If you're going to tell a story with an African setting, though, it's best if you have meaningful ideas that help audiences understand the continent's multifaceted nature in new and useful ways.
"I Dreamed of Africa" fails this test by using the landscapes and inhabitants of Kenya not as subjects of intrinsic interest, but merely as picturesque backdrops for the sort of photogenic white characters that Hollywood almost always turns its attention to.
Based on real events, the story centers on Kuki Gallmann, a European woman who moves from Venice to Kenya with her husband and young son, faces more harrowing challenges than she ever expected, and ultimately decides to spend the rest of her life there despite the daunting experiences it has heaped upon her.
This is promising material, but the filmmakers focus so exclusively on their attractive heroine, played by Kim Basinger (see interview, page 19) with more commitment than credibility, that the story loses any real connection with Africa beyond its value as a beautiful background and a source of jolting plot twists.
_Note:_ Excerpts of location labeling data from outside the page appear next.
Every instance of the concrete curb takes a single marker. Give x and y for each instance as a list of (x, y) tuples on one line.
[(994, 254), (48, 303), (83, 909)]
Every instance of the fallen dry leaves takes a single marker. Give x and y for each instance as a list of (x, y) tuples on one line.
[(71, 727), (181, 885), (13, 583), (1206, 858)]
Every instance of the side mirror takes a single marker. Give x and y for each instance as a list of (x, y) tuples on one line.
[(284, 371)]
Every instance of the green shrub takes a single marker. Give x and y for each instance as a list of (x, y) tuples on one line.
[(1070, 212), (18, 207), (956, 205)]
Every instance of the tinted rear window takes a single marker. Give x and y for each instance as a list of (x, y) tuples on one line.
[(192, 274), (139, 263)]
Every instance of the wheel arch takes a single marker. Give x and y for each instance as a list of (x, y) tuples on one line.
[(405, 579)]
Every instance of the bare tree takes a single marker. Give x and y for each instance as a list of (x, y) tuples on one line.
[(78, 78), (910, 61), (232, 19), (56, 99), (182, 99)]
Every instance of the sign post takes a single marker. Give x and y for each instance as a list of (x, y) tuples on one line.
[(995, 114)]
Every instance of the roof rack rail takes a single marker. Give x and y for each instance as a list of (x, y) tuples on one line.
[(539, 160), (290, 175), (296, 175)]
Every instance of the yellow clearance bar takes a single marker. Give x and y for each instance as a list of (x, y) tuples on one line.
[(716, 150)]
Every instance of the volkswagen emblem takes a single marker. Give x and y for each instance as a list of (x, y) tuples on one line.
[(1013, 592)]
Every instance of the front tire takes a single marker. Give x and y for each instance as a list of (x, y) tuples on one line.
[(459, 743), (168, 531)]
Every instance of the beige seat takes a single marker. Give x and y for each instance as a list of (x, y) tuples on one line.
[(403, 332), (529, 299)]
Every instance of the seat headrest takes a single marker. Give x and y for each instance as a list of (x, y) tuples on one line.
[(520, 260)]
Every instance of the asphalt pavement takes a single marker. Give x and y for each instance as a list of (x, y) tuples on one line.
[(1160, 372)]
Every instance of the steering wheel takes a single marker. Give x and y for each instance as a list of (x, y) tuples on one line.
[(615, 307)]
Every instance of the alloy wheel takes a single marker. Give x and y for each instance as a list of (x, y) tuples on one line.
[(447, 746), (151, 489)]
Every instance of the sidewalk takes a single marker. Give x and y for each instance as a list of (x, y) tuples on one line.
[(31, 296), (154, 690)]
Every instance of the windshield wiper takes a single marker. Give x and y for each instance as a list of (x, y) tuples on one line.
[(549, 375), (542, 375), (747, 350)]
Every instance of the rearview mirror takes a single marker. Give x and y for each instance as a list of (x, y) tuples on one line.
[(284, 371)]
Among many other questions, alert viewers may ask why so few black faces are visible in a region populated mainly by black people - and why they're shoved into the margins of the screen when they do appear, the better to enhance the picture-perfect features of Basinger and company.
Moviegoers looking for exotic scenery and a good cry may find the picture enjoyable.
Others should wait for an African excursion that lives up to its title.
* Rated PG-13; contains scenes of sexuality, violence, and illness.